Tuesday, October 20, 2009

You get this, I get that. The division of powers...

The recent move by the federal government to seek the views of the Supreme Court on the whether the feds have the constitutional authority to establish a national securities regulator brought back memories.

Or were they nightmares? I am not sure, all I know is that the issue of the division of powers popped back into my consciousness.

You see, in another life I spent some time working on the unity file and the question of who has the power to do what was...sadly...a daily issue to consider. For those unfamiliar, a very brief overview.

The Constitution sets out the powers of the federal and the provincial governments. The intent at the time was to have a strong central government - the Fathers of Confederation had just witnessed what state power had led to in the U.S. and wanted to avoid that in Canada.

The juicy stuff (circa 1867) therefore went to the feds. The feds also got much more ability to tax and spend. The provinces' lot included things which meant less at that time, but which have grown in importance (and cost) since. Think health care and education.

So, in may instances one has the cash and the other the power.

Over the years some interesting (yes, I can be a geek) battles have been fought as to whether one is encroaching on the powers of the other. This has been amplified by two things.

First, the Constitution could not truly anticipate the world as it evolved so as new areas emerged it was not always clear who had responsibility (in fairness, the feds have the default but that is a world of grey).

Second, the Quebec issue. Understandably, no province has guarded its areas of responsibility quite like Quebec, regardless of which party was leading the province.

See, the feds have liked to initiate programs in areas of provincial jurisdiction. The provinces - often led by Quebec - have lobbied for the money to do their own thing.

Meech Lake was a notable effort to deal with this issue. Under the Accord, the federal government would allow a province to opt out of a federal program in an area of provincial jurisdiction with compensation if they introduced something comparable which met national standards.

What are national standards? Who knows. And that's why I brought this topic up tonight (along with a side conversation with one of my 3..count them 3 comment-providers on this site. Yes, we are growing here at politics.watcher!).

A federal system will naturally have a quilt-like approach to policy. At its best, this system can allow provinces to develop programs which fit the needs of their often unique populations.

If these work well, there is an opportunity for other provinces to follow suit and the result can be a national program.

The National Child Tax Benefit introduced by the Liberals in the late 1990s is an example. It was built off a Saskatchewan program.

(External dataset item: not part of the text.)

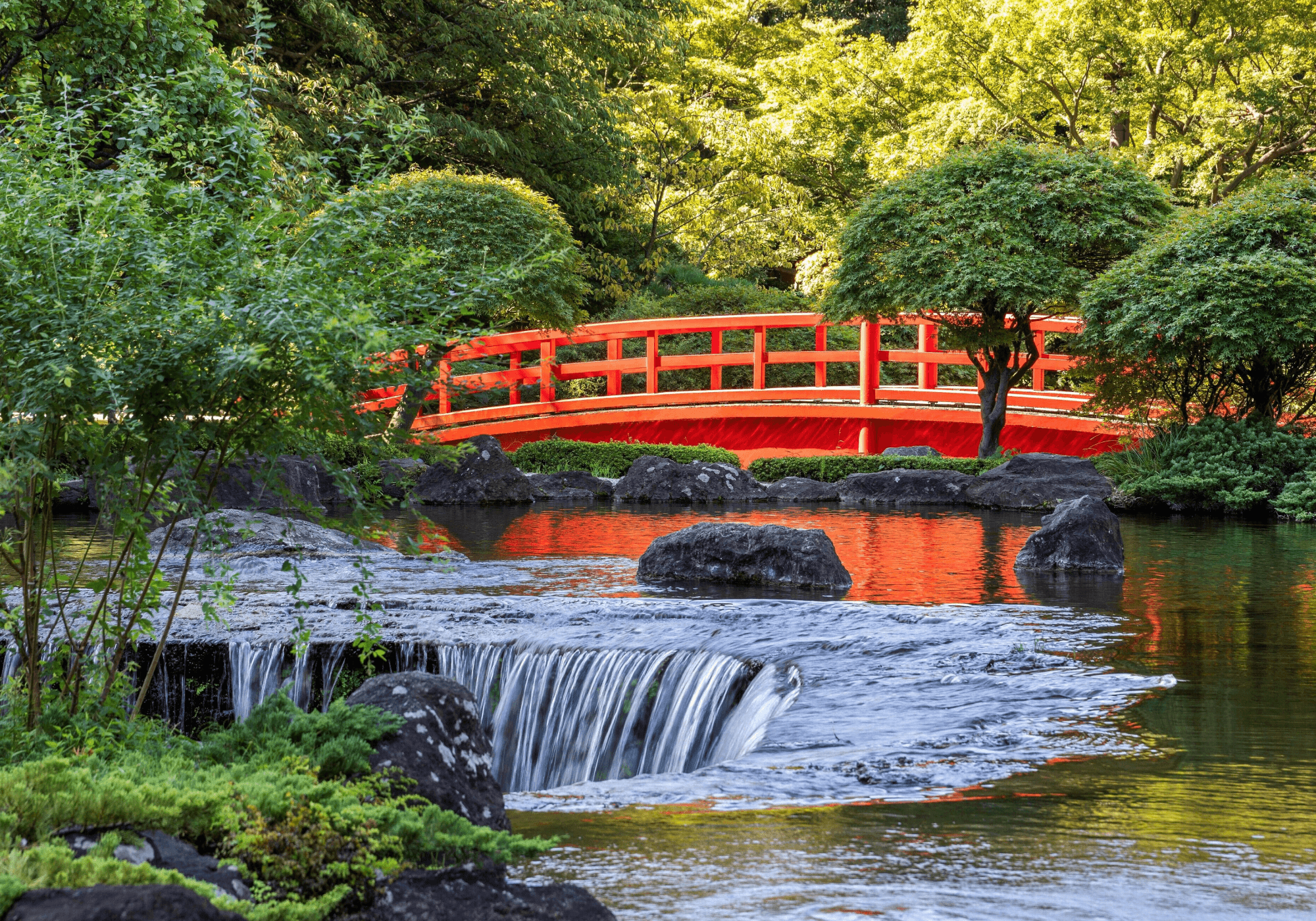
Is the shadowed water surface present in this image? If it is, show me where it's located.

The Cullen-Couture agreement in Quebec dealing with immigration is another which has served as a model for other provinces.

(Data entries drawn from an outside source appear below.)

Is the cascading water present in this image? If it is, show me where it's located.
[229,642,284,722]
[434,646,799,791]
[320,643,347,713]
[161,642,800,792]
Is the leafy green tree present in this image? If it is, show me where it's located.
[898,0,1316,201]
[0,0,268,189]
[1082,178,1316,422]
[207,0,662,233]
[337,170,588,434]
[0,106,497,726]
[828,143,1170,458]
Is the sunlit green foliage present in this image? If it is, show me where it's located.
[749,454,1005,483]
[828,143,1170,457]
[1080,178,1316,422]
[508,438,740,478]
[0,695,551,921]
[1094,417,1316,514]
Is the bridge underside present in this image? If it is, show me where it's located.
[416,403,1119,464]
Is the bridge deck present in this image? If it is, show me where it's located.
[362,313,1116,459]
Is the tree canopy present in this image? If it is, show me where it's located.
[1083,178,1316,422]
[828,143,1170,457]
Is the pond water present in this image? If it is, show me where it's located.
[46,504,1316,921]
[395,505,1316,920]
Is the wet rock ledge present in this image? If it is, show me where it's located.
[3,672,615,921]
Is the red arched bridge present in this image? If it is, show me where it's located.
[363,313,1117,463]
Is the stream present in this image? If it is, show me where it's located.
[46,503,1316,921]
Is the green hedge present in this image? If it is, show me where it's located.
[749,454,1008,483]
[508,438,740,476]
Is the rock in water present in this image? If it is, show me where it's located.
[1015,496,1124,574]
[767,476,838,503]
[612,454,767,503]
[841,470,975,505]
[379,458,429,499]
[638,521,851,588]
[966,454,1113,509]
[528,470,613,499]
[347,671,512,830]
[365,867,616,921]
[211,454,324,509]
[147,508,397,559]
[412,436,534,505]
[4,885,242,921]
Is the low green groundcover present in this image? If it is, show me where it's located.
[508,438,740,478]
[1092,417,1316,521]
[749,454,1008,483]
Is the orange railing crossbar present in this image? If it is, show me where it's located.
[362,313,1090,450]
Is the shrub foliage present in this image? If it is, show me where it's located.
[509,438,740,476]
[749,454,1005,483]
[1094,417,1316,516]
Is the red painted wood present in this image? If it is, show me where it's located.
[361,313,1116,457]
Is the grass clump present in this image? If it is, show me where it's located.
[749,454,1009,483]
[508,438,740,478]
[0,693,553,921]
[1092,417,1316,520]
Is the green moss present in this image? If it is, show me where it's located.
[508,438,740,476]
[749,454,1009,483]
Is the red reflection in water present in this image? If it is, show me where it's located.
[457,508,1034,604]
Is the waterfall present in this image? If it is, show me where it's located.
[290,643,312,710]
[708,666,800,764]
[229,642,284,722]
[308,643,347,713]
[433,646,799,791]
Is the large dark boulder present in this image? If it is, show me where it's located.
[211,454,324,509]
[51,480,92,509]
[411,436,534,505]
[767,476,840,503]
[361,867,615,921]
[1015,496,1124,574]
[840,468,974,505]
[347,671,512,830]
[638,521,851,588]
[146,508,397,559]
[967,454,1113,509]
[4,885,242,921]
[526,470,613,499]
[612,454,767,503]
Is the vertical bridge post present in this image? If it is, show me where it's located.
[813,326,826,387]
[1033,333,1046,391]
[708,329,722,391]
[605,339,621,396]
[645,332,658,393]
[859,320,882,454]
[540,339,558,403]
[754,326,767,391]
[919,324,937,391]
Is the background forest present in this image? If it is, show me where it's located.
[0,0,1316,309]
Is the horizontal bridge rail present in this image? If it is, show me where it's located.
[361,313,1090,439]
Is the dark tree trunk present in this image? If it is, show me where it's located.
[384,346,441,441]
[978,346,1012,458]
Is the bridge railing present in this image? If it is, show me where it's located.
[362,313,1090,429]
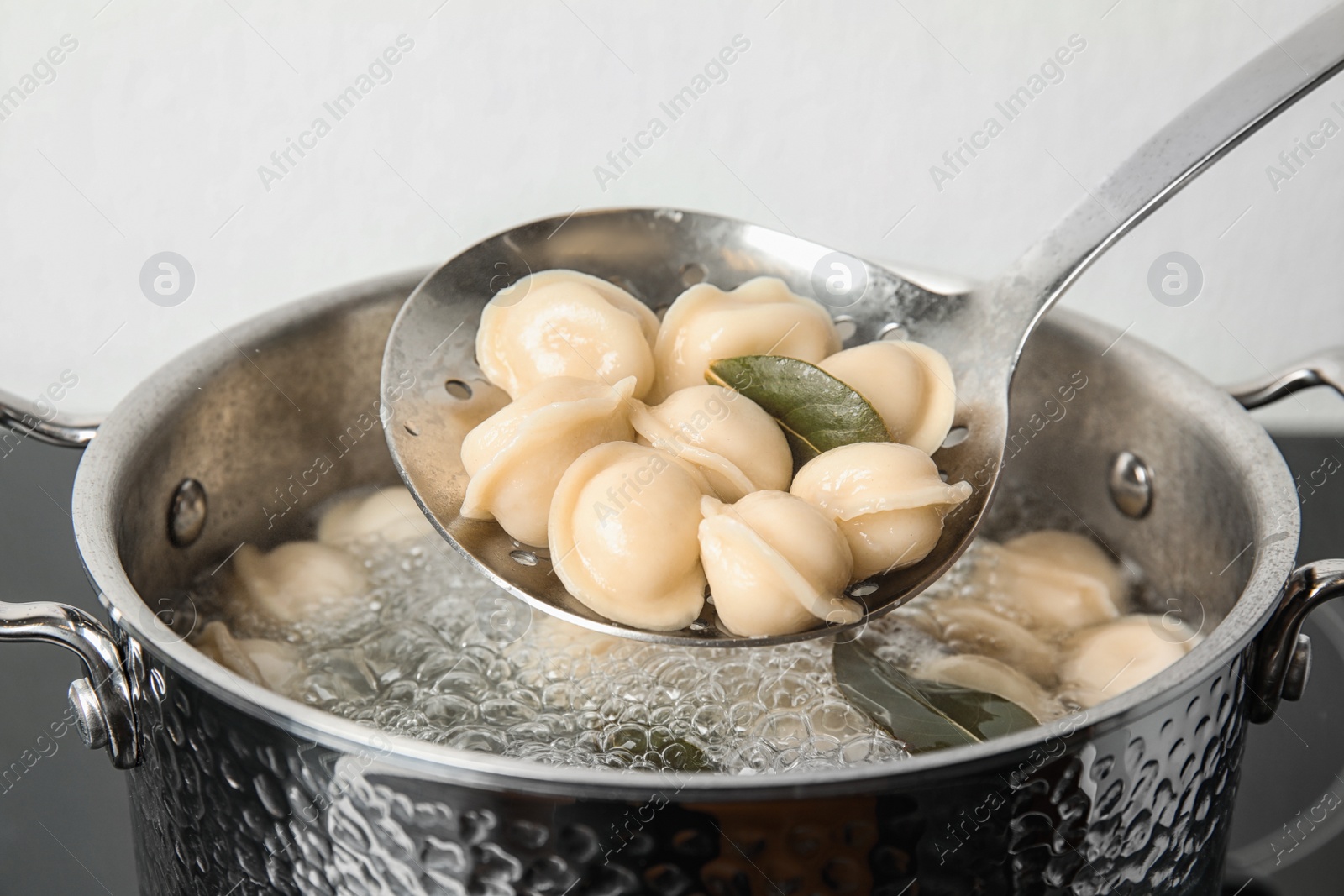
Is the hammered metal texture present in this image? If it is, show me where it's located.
[121,634,1245,896]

Unfortunately, the other side of this coin is an inconsistent approach to the things people care most about. Things like, for example, health and education. At some point, the more centralist-minded person will ask why isn't there a national approach to health care in terms of coverage, service levels, etc. Why are children taught different things differently as you move through the country.

Since Meech, governments have tried things like tax point transfers to get the provinces greater financial autonomy. Success has been mixed.

For me, the watering down of a national standard is a greater concern than the potential over-stepping of a level of government's jurisdiction. A national securities regulator makes sense. A truly national approach to health care makes sense. At some point, we need to think of Canada as being more than the sum of its parts.


1 comment:

  1. It does make sense, it sounds great!

    You are right, it will so great to think of Canada as a whole!!

    But, will it be wise for the the federal goverment to get that authority? (I think yes!)

    I don't see some provinces to happy with this, they like they individuality, their own choices, they just want the cash...

    And now to fill you in a little bit about the cons in Alberta, it seems that Stelmach may pass a confidence vote, some predict it might even be as high as 80%, they are getting worried about Smith, they should! So for the best of the party they are willing to play nice...

    Not so, says Klein, but I believe is sour grapes becuase he had only 55% approval and that's why he had to leave, doesn't like Stelmach much!!

    And about Smith, she is very charming, personable and smart, reminds you of Sarah palin!
    Let's just hope doesn't turn in to one, will be interesting to see what their policies.

    But the first thing they need to do, is to change that horrible, I really mean horrible name "Wildrose alliance", it is so cartoonish, reminds me of a tatoo, not good, they need something that people will take them more seriously! Or maybe not, keep it like that because I do not like the party, too separatist!